Выбрать главу

— Сып, шинкарко, горилки!..

Переходя от туров к турам, Шамкина ватажка добрела до казацких пушкарей, что стояли на Кулишках у храма Всех Святых. На редкость тихим и покойным выдался день. Орудия молчали всюду — накануне Трубецкой повелел всем пушечным нарядам до поры прекратить пальбу. Пушкари сошлись в круг потолковать.

Свежий порошистый снежок с ночи забелил пятна копоти и гари на валу возле пушек, опушил голые ветви с крупными кистями ягод растущей за валом рябины.

В кафтанах с распахнутой грудью, в сбитых на ухо шапках казацкие пушкари жевали прихваченные утренником ягоды да жаловались друг другу на своё незавидное житьё. Больше всего волновал их скудный прокорм. Связанным осадой пушкарям никуда нельзя было отлучиться за поживой, а потому они материли опостылевшее стояние под стенами, от которого не ждали никакой корысти.

Явление шпыни было для них словно восход солнца. Зная Шамкины проказы, пушкари встретили его радостными возгласами.

   — Никак ожидали швета, а утреня отпета, — приветствовал Шамка казаков. Из-за того, что у него были выбиты передние зубы, Шамка то присвистывал, то шепелявил. Косой рубец на щеке багровел вывороченным затягивающимся кожей мясом.

Смотреть на Шамку было и потешно и жутковато.

   — А пропади всё пропадом! — выбранился один из казаков. — Чего нас без дела томят?

Шамка резво обернулся к своему дружку из Чернигова, с лукавством подмигнул ему:

   — Шкажи-ка, Грицю, что вшему голова на швете?

   — Золото, — не раздумывая ответил дружок.

   — Хлеб нашущный, дурень, — вразумил Шамка.

   — Ни, чоловиче, золото и срибло, — стоял на своём черниговец.

   — Шлыхали, ребятушки! — крикнул разинувшим рты казакам Шамка. — Жолото да шребро. А были они у ваш жа вшю ошадную шлужбу?! И шытно ли вы едали? Ни в рот — ни иж гужна! Ляхи же много добра нахапали, на то добро жилошь бы вам припеваючи. Да така печаль, что ш ними наши начальные любовь жавели, хотят их отай на волю шо вшем добром отпуштить...

   — А ну как поклёп? — усомнился кто-то.

   — Вот вам крешт швятой! — со всей истовостью перекрестился Шамка и ткнул в сторону каменных стен увечной, обмотанной лохматым тряпьём рукой. — Туды-то вы почто нонче не палите? Ядра кончилишь, али шупоштата вам велено пожалеть?

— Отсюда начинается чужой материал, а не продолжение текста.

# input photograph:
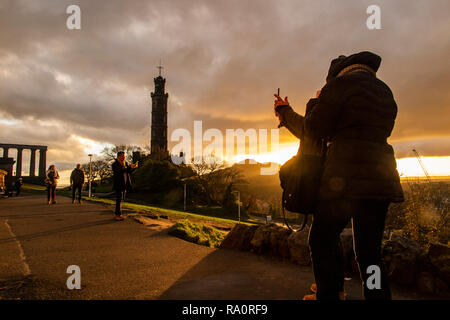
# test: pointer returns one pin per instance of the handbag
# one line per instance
(300, 179)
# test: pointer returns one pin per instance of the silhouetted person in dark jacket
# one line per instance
(355, 112)
(18, 184)
(121, 181)
(76, 182)
(51, 181)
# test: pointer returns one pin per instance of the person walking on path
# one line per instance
(18, 184)
(51, 181)
(121, 181)
(355, 112)
(76, 182)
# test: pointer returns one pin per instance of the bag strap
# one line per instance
(305, 219)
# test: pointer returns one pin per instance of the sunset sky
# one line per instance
(79, 90)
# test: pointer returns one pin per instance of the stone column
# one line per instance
(42, 162)
(33, 163)
(19, 163)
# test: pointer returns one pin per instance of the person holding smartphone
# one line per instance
(355, 111)
(121, 181)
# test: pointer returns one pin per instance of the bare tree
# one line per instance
(214, 177)
(110, 153)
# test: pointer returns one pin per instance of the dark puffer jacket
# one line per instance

   — Верно он толкует, братия! — разнёсся крик. — Дождёмся так-ту мы на свою голову Хоткеева-гетьмана ин самого Жигомонта с войском.

   — Годи! — попытался запротестовать возникший как из-под земли войсковой казачий дьячок.

   — Неча годить! На слом!.. На слом!.. — закричали отовсюду, повторяя призыв, с которым издревле русские воины устремлялись на приступ крепостей.

   — Дело, ребятушки! — переждав шум, одобрил казаков Шамка. — Подымайте таборы. А мы в колокола ударим. Пущай Мошква штановиться дыбом! Эх, едино пили — едина и похмелка нам!..

Свистом и воплями поддержали Шамку его закадычные дружки.

Грянули пушки, и с ними грянул набат над Престольной. Будто ждавшие его, кучно сбегались москвичи из посадов и слобод к укреплениям.

Часу не миновало, как уже стали казаки с чернью резво подтаскивать осадные лестницы к закопчённым стенам Китай-города.

Пышными клубами вспухали дымы от загрохотавших над толпой пищалей. Ответная пальба со стен велась жидко. Осаждённые не успевали собрать силы для отпора, стянуть их в одно место. И ободрённые вражеской немощью казаки густыми вереницами полезли по приставленным лестницам вверх.

Всё же поляки не думали уступать. Облепленная человечьими телами круто накренилась и ухнула на землю одна лестница, за ней — другая. Но третью уже не удалось свалить. Поражая ловкостью, казаки вскарабкивались на стену и сломя голову кидались в рукопашную схватку. Их невозможно было укротить. Они бежали влево и вправо по стене, сталкивая противников вниз. Мокрые от чужой крови ладони намертво прилипали к рукоятям сабель.

Шамка с толпой московской черни топтался перед воротами и ждал, когда они распахнутся. Ждать пришлось недолго. Как только отпертые изнутри казаками ворота приоткрылись, толпа с рёвом повалила в Китай. Но ей уже некого было громить — поляки поспешно отступили в Кремль.